Reality as science has discovered it is really nothing like the reality that we really think reality really is. Really.

And it gets worse, of course. From Quanta Magazine:


On the other side are quantum physicists, marveling at the strange fact that quantum systems don’t seem to be definite objects localized in space until we come along to observe them — whether we are conscious humans or inanimate measuring devices. 

Experiment after experiment has shown — defying common sense — that if we assume that the particles that make up ordinary objects have an objective, observer-independent existence, we get the wrong answers. 

The central lesson of quantum physics is clear: There are no public objects sitting out there in some preexisting space. As the physicist John Wheeler put it, “Useful as it is under ordinary circumstances to say that the world exists ‘out there’ independent of us, that view can no longer be upheld.”

And now you want to complain about God. That is, God the way that you think you understand God.

And you don't even understand chairs. 


Which aren't there, anyway, unless you are there to sit on them. Apparently, and not quite completely metaphorically.

So you might say, evidence for God has to look like the kind of evidence that you're used to seeing. You want real evidence, not quantum relativistic evidence.

Of course, the only real evidence is quantum relativistic evidence, and the "real" evidence that you want is, from your perspective, delusional. That is, Newtonian and "real" only as a tiny splinter bit of the illusion created by quantum relativistic evidence.

But, OK. Let's play that game.

If science is ultimately and finally and completely about the interactions (which is our theory at this point),

And if God exists (which is our theory at this point) ...

then God, who clearly put the whole science schtick together (that's just if a=b and b=c, then a=c) ...

might have a certain commitment to and/or interest in and/or a participatory role to play in ...

Interactions.

Since there doesn't seem to be anything at all but interactions in the universe.
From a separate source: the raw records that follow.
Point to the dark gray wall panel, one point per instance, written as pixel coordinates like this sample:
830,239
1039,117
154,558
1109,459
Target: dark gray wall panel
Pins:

When you're naked and running away from a lion,
catching up with the lion seems like a bad idea.
Unless you're running away from whatever the lion is running
away from. In which case ... run faster.
And thus, a revelation seems to be in order.
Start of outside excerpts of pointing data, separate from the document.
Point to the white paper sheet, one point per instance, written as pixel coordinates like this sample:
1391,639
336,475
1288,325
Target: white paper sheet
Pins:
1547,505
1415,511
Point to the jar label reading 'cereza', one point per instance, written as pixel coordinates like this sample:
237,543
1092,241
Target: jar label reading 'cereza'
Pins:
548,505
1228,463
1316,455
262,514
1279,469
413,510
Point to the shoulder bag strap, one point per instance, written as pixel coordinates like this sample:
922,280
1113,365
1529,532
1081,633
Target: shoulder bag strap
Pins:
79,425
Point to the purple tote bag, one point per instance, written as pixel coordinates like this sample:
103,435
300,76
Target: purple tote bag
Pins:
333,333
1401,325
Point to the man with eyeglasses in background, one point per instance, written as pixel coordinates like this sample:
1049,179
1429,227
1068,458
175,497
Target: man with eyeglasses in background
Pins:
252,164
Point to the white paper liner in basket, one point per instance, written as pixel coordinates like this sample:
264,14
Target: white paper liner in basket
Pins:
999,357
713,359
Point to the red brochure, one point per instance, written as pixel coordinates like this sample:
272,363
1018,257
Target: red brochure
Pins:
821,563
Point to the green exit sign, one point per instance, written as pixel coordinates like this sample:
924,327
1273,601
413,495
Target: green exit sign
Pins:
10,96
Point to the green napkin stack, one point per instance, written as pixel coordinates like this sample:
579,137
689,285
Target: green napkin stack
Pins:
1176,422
Because a revelation is an interaction, and interactions are all that there are.

So that would be ... evidence. If there was in fact an interaction that we might say could possibly be in some sense maybe perhaps a revelation.

But you don't want a quantum revelation, like, say, the need for an observer outside of space and time to make an observation and collapse the wave function of the Singularity into Big Bang and hence into the universe itself.

And you may want proof. I should write that as "proof". You are tempted to demand "proof".

If you'll review previous posts, you might find somewhere that you never ever in science (or religion or on TV crime shows) get "proof". 

You get "evidence". "Proof" does not exist. Anywhere at any time. Ever. The only way you can actually use the word "proof" in a sentence is to say you never get any.

Everything that we think might be proven might be unproven when new evidence comes along.

As new evidence tends to do.


In fact, you can get something from nothing.
Sorry, Big Bang haters. It's a Quantum thing.
So there is no proof of Big Bang. There is only evidence. It's pretty impressive evidence, but you never know. Science didn't use to believe in Big Bang because how ridiculous is THAT! The universe had a starting point. That's absurd. Everybody knows it.

There you go. Everybody, which is to say, everybody in science, and I mean everybody, all the scientists were wrong.

And so there never will be any proof that God does or does not exist. Evidence, maybe. Proof? Never.

Unless he, like, shows up. That would do it.

But since he has not, then clearly 1) he does not exist at all or 2) he's got another idea.

And that plan might be all about evidence, and experience, and revelation, and finally, faith.

The plan might be all about faith.

Maybe. If there is a God. And a plan.